11 Eylül 2013 Çarşamba

“Allah yazdıysa bozsun”


Birçoğumuz herhangi bir olumsuzluk ile karşılaşma ihtimaline böyle bir tepki veririz.”Allah yazdıysa bozsun”. Aslında bu, bir tepkiden ziyade bir temennidir. Fakat bir temenni de olsa bunu böyle mi ifade etmek gerekir?
Hakkımızda neyin hayırlı olduğundan emin bir şekilde temennide bulunmak.
Kendimizi kader koyucunun yerine koymak.
Hatta daha da ileri giderek kader koyucudan-haşa- “kaderi değiştirmesini” istemek.
İşte çok sıradan gibi görünen, pek de önemsemediğimiz bu söz, aslında bunları istemek anlamına da geliyor.
Oysa biz biliriz ki “olanda hayır vardır”. Bir şey olmuşsa, yaşanmışsa bizim için hayırlı olan olduğu içindir. Ona kader deyip sahip çıkmak ve isyan etmemek itikadın gereğidir. Olmamış bir şey için “Allah yazdıysa bozsun” gibi bir temennide bulunmak –haşa- Allah'ın işine karışmaktır.
Kaldı ki, biz hakkımızda hangi şeyin hayırlı olduğunu nerden biliyoruz ki, böyle bir istekte bulunabiliyoruz. Ayrıca bizim şer bildiğimiz işlerde hayır, hayır bildiğimiz işlerde şer olabileceğini ne çabuk unutuyoruz.

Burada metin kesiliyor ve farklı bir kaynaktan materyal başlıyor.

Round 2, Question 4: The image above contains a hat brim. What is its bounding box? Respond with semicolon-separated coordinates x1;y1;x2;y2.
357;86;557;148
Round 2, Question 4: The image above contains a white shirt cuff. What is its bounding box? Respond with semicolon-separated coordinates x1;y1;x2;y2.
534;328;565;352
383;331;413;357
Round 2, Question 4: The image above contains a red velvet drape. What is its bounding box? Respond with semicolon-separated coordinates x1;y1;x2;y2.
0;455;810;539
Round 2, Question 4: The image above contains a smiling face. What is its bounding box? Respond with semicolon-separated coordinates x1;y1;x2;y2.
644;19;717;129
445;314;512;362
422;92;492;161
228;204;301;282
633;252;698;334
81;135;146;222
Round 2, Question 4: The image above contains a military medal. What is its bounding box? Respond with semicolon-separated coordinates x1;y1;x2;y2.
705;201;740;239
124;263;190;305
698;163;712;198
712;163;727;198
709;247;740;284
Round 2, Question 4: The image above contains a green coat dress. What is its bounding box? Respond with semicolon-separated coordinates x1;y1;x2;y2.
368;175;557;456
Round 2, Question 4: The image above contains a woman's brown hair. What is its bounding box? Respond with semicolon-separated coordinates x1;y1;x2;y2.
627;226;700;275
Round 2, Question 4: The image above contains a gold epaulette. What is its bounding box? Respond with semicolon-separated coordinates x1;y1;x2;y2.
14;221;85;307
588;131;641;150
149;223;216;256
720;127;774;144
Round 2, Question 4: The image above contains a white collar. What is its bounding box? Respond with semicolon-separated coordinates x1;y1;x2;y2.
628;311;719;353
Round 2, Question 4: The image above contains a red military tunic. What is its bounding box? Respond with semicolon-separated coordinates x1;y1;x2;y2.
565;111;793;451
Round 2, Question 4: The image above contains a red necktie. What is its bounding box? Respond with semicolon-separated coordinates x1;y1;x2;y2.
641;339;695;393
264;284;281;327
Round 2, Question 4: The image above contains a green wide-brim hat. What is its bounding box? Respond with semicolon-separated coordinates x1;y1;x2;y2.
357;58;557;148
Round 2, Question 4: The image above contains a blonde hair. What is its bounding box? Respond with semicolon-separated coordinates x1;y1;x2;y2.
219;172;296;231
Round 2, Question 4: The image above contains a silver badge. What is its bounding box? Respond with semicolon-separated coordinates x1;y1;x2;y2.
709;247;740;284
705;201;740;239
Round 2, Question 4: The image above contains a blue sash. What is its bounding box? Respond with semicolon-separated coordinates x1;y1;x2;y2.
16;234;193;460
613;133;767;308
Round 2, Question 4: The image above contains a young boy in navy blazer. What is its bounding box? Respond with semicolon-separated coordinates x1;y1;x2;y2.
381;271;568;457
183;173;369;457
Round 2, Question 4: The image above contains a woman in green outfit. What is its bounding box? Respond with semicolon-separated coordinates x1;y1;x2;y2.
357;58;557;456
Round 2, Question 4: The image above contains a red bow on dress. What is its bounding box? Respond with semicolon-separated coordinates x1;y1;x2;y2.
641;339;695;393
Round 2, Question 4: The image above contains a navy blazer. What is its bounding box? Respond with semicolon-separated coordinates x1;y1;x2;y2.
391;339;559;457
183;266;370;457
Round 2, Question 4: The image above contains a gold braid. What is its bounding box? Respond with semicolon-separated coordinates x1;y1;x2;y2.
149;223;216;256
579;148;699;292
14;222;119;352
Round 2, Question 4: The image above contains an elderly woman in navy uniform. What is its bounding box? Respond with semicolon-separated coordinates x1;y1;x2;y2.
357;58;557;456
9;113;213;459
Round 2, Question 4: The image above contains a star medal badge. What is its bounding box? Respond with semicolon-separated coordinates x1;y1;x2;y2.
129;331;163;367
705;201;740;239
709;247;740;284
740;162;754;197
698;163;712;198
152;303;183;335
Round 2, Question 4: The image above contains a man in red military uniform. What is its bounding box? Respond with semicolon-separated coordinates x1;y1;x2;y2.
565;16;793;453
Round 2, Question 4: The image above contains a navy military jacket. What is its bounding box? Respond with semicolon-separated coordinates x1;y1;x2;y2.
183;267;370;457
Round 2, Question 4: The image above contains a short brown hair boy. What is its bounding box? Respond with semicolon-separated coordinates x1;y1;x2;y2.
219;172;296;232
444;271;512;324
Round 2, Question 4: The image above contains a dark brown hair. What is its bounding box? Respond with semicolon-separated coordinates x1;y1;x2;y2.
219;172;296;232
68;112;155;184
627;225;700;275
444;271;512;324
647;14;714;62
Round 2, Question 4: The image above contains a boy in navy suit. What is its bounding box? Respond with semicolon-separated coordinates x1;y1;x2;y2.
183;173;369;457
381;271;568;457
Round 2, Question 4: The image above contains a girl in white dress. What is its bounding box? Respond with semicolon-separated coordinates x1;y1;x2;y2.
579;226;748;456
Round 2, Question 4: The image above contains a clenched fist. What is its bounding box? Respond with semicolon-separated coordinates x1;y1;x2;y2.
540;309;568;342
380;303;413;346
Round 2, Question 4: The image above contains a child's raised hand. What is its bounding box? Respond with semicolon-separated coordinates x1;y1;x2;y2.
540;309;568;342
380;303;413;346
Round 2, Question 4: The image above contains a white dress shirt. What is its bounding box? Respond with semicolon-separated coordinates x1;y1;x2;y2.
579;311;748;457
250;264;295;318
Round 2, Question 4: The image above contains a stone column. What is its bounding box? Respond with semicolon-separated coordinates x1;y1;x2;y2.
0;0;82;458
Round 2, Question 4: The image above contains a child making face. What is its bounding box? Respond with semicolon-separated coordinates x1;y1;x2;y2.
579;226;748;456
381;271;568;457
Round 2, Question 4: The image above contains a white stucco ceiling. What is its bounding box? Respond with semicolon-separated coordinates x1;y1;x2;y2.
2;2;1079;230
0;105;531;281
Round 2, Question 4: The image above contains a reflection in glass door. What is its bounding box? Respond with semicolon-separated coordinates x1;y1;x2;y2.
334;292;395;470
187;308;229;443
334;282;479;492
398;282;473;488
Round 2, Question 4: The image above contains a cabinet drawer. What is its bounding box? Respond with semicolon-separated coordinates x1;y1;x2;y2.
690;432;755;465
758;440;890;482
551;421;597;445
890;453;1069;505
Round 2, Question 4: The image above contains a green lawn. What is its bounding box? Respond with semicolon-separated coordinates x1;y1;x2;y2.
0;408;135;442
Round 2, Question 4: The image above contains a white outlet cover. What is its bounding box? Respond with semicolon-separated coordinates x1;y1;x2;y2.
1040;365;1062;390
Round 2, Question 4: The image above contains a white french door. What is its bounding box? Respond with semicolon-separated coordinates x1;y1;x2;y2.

İyi, güzel bir iş yaptığımızda  “ben yaptım” deyip sahipleniriz de, olumsuz bir şey olduğunda sahiplenmeyiz, sorumluluktan kaçmak için suçu kaderin üstüne atarız.
Bu durum kaderi yeterince anlamadığımızdan kaynaklanıyor. Çünkü insan sadece kendi iradesi ile hiçbir şeyi mükemmel yapamaz.
Eğer güzel işleri sahiplenip kendimize pay biçiyorsak, yaşadığımız olumsuzluklarda sorumluluğu kendimizde aramak gerekmez mi?
Şu halde yapılabilecek en doğru şey, “Allah yazdıysa bozsun” gibi haddi aşan sözler yerine, “Hayırlısı olsun”, Allah hakkımızda hayırlısını nasip etsin””Allah bizi düşündüğümüzle imtihan etmesin” gibi tevekkül ve teslimiyet içeren, dua mahiyetinde sözler sarfetmektir.